Non si fa fatica a comprendere quanto una disciplina come la storia delle religioni potrebbe giovare alla formazione di individui aperti, consapevoli che al mondo non vi è nulla di “assoluto”, neanche la religione, essa stessa: «un incessante divenire creativo, cioè storia»13. Brelich non si è mai stancato di sottolinearlo, anche e soprattutto nei suoi corsi universitari e nelle dispense che con grande dedizione redigeva per i suoi studenti; la sua opera incessantemente «manifesta il suo significato in riferimento all’idea-guida secondo la quale la creatività umana è il solo motore della storia»14. Il Brelich auspicava, così come tra gli altri già Pettazzoni e poi anche De Martino, che la disciplina potesse essere in prima linea nel gettare le basi «di un nuovo umanesimo, ancora quasi completamente inconcepibile e sconosciuto, ma indispensabile per l’avvenire»15. Visti gli sviluppi storici dell’ultimo trentennio, dobbiamo constatare con amarezza che questo momento sembra più lontano a venire di quanto non apparisse a quei grandi studiosi. Non deve però venir meno la fiducia. In ciò la storia delle religioni può avere un ruolo decisivo: essa può gettare le basi per un fruttuoso dialogo tra i popoli al di là delle differenze anche religiose, quindi socio-culturali. Semmai vivremo un’epoca simile, la disciplina non avrà esaurito la sua funzione, poiché sarà sempre necessario difendere tali diversità contro qualunque tentativo di egemonizzazione – sarebbe meglio al giorno d’oggi parlare di “globalizzazione” – culturale, col collocarle nella storia.
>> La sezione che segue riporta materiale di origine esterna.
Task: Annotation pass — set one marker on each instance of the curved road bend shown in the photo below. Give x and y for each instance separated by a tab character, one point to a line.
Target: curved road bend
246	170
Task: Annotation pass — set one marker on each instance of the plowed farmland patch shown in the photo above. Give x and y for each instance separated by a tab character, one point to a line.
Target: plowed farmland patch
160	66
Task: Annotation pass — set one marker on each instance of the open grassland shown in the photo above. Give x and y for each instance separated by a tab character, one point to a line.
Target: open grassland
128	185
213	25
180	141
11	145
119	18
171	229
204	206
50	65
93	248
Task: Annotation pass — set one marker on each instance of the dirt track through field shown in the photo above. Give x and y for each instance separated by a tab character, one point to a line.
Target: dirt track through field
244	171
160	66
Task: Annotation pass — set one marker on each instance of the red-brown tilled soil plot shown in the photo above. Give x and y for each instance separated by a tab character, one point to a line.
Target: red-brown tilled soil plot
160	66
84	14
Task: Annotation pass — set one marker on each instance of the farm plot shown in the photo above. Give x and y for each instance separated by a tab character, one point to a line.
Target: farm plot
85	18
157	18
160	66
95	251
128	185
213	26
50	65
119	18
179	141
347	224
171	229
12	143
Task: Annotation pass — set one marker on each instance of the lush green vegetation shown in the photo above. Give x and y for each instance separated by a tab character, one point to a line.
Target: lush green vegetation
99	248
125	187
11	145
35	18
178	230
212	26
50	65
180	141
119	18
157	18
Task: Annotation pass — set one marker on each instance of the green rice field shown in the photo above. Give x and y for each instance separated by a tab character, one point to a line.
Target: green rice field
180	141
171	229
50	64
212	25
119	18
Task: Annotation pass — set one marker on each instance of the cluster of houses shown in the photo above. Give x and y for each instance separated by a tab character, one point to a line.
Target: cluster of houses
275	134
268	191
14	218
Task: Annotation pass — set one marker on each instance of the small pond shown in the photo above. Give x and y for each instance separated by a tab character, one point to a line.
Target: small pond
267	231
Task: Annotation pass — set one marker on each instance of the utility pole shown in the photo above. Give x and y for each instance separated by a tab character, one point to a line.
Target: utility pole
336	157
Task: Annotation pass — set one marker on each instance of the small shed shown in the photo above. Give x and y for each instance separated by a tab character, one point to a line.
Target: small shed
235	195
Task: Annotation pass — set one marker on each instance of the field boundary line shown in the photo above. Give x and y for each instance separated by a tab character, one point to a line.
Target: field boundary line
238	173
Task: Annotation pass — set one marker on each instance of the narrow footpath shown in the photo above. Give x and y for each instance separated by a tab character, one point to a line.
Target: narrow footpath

Ci sarà tuttavia sempre bisogno anche di uno “specchio” in cui guardare e guardarsi per rendersi conto in ogni momento di cosa c’è prima e di cosa c’è sotto.

Note

  1. A. Brelich, «La metodologia della scuola di Roma», in Id., Mitologia, politeismo, magia, a cura di P. Xella, Napoli 2002, p. 141.
  2. Id., Introduzione alla storia delle religioni, Roma 1966, p. 66.
  3. Id., Paides e parthenoi, Roma 1969, p. 9.
  4. Id., «Perché storicismo e quale storicismo», in Id., Storia delle religioni, perché?, Napoli 1979, p. 207.
  5. Id., «Storia delle religioni. Perché?» (dispense universitarie dell’a.a. 1968/69), in Id., Storia delle religioni, perché?, Napoli 1979, pp. 249-250.
  6. Id., «Perché storicismo e quale storicismo», in Id., Storia delle religioni, perché?, Napoli 1979, p. 210.
  7. Ibid., p. 218.
  8. Ibid., p. 222.
  9. D. Sabbatucci, La prospettiva storico-religiosa, Formello 2000, p. 62.
  10. A. Brelich, «Prolegomeni a una Storia delle religioni», in Id., Storia delle religioni, perché?, Napoli 1979, p. 182.
  11. Id., «Ha senso oggi una rivista di Storia delle religioni?», in Id., Storia delle religioni, perché?, Napoli 1979, p. 196.
  12. Id., «Riflessioni su “La Religion romaine archaïque” di G. Dumézil», Studi e Materiali di Storia delle Religioni 39, 1968, p. 136.
  13. Id., Paides e parthenoi, Roma 1969, p. 9.
  14. M. Massenzio, Prefazione a A. Brelich, Presupposti del sacrificio umano, Roma 2006, p. 12.
  15. A. Brelich, Gli eroi greci, Roma 1958, p. IX.

L’autore

Giorgio Ferri si è laureato in Storia delle Religioni all’Università di Roma “La Sapienza” con il Prof. Enrico Montanari, già assistente di Angelo Brelich. Attualmente è dottorando presso l’Università di Roma “Tor Vergata” e l’Università di Erfurt (Germania).